Mijn naam is Csizmadia Ferenc, ik ben 45 jaar oud en een blije vader van een 8-jarig kind. De naam van mijn vrouw is Cecilia. Als God ons het wil geven, dan hopen we binnenkort een tweede zoon -door adoptie- te ontvangen. Hij wordt in juli 3 jaar.
Samen met mijn vrouw werkten wij -tussen 2003 en 2014- in het hart van Zevenburgen (dit is het westelijke deel van Roemenië) in Marosvásárhely, Tirgu-Mures. Hier hebben we elkaar leren kennen in 1998 en in 2003 zijn wij getrouwd.

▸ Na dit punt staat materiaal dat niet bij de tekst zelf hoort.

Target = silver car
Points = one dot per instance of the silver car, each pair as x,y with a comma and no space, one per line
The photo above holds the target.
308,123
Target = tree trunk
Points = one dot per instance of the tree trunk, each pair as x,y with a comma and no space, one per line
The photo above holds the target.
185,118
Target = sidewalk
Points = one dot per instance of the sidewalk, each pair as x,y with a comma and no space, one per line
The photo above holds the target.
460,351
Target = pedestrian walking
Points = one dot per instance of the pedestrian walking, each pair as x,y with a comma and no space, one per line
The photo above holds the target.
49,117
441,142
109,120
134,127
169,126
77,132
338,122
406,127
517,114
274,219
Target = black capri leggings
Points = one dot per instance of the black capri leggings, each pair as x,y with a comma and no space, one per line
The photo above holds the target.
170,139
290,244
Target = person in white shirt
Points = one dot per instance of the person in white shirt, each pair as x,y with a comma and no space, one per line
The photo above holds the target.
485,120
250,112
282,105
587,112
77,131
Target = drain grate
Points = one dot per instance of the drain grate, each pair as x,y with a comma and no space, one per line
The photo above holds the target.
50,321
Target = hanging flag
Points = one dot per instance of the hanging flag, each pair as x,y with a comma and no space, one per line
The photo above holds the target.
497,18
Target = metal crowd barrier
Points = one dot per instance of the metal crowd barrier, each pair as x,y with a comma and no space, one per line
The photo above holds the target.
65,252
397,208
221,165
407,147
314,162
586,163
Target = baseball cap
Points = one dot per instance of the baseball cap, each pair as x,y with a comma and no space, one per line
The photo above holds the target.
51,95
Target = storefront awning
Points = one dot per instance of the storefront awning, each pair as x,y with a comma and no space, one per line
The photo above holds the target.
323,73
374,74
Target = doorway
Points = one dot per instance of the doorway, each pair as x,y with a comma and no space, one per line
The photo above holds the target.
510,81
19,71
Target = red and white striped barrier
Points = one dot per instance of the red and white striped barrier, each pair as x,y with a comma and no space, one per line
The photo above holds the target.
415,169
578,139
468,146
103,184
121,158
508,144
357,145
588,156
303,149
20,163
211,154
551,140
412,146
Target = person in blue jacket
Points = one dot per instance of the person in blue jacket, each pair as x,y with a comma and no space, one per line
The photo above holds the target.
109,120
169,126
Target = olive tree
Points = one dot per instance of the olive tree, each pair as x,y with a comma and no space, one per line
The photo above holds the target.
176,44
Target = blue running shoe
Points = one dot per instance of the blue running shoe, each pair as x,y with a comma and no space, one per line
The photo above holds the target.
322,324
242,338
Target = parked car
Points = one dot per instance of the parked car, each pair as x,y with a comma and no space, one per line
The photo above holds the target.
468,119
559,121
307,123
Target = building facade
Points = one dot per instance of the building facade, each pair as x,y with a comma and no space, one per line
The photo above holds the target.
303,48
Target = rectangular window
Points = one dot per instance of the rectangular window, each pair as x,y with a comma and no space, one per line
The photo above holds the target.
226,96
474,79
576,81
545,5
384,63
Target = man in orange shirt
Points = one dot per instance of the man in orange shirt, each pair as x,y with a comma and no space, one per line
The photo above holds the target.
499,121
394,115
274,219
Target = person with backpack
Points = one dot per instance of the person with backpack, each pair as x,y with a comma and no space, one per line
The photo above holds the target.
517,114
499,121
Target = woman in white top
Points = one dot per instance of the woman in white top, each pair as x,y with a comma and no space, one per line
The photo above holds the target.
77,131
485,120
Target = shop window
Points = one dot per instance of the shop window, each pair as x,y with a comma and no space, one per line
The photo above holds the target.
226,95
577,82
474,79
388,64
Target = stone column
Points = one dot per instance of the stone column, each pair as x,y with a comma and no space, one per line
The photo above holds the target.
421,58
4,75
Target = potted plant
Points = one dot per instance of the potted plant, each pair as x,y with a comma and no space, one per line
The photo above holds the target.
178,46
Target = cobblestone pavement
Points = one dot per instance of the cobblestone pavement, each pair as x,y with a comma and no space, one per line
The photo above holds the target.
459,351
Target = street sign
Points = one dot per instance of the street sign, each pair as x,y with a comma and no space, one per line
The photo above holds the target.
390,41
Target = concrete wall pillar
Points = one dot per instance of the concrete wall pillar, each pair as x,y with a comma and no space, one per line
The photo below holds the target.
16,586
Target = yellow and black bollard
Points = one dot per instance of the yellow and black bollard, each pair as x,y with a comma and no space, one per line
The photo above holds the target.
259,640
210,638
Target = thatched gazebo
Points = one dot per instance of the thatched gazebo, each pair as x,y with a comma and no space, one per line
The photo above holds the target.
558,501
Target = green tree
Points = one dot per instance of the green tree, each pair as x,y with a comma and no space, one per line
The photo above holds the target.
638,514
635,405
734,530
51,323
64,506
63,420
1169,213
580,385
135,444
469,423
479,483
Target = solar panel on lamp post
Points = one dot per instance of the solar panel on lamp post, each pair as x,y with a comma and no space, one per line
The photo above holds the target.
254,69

In de eerste dagen van januari 1995 ben ik in een reformatus jeugdgroep terechtgekomen en daar begon de grootste verandering in mijn leven. God sprak tot mij in mijn angsten en onzekerheden. Ik heb op Zijn stem geantwoord en mocht voor het eerst de geopende deur binnengegaan. Toen begon er een nieuwe tijd in mijn leven, die nog steeds duurt. En ik hoop dat deze tot in eeuwigheid zal voortduren; met Christus, in Christus en voor Christus. Jezus Christus is heel bijzonder voor mij en mijn vrouw. Voor Hem te leven en te werken is een grote voorrecht. Dit geloven wij en belijden wij en we proberen dit elke dag in praktijk te brengen. Zo ben ik tot het ambt van predikant geroepen en heb ik ook een gemeente gekregen. Ik ben theologie gaan studeren toen ik 32 jaar was en vanaf mijn 40 ste ben ik predikant. Na 5 jaar studie liet God ons nog 4 jaar wachten. Tot het moment dat Hij ons in Zijn wijngaard riep en we de akker hebben gevonden waarop oogst mag zijn. Sinds 1 mei 2014 ben ik in 2 dorpen in de omgeving van Timisoara predikant. Het totaal aantal leden en doopleden ligt op 450 zielen. De beide gemeenten hebben allebei reusachtige kerkgebouwen en pastorieën. Deze zijn ongeveer 120 jaar oud en zijn allebei helaas in een ruïnetoestand. En helaas lijkt de geestelijke situatie van de gemeenteleden op de kerkgebouwen. In beide dorpen heerst secularisatie, materialisme en egoïsme. De gemeenschap met God ontbreekt helemaal of is maar een formele religiositeit. Soms tref je ook bijgeloof aan. De aanwezigheid van God in deze twee gemeenten is meer cultureel en traditioneel. In de afgelopen jaren ben ik begonnen om hier verandering in aan te brengen door het evangelie -de blijde boodschap- van Christus, Die verloren zondaren wil verlossen, in de prediking centraal te stellen. Van een doorbraak kunnen wij helaas nog niet spreken. In beide gemeenten is er geen ziel die naar deze boodschap uitziet. Door culturele gebeurtenissen kunnen wij de leden nog samenhouden. Er is bijvoorbeeld onder de leden wel veel belangstelling voor het opknappen van de kerkgebouwen.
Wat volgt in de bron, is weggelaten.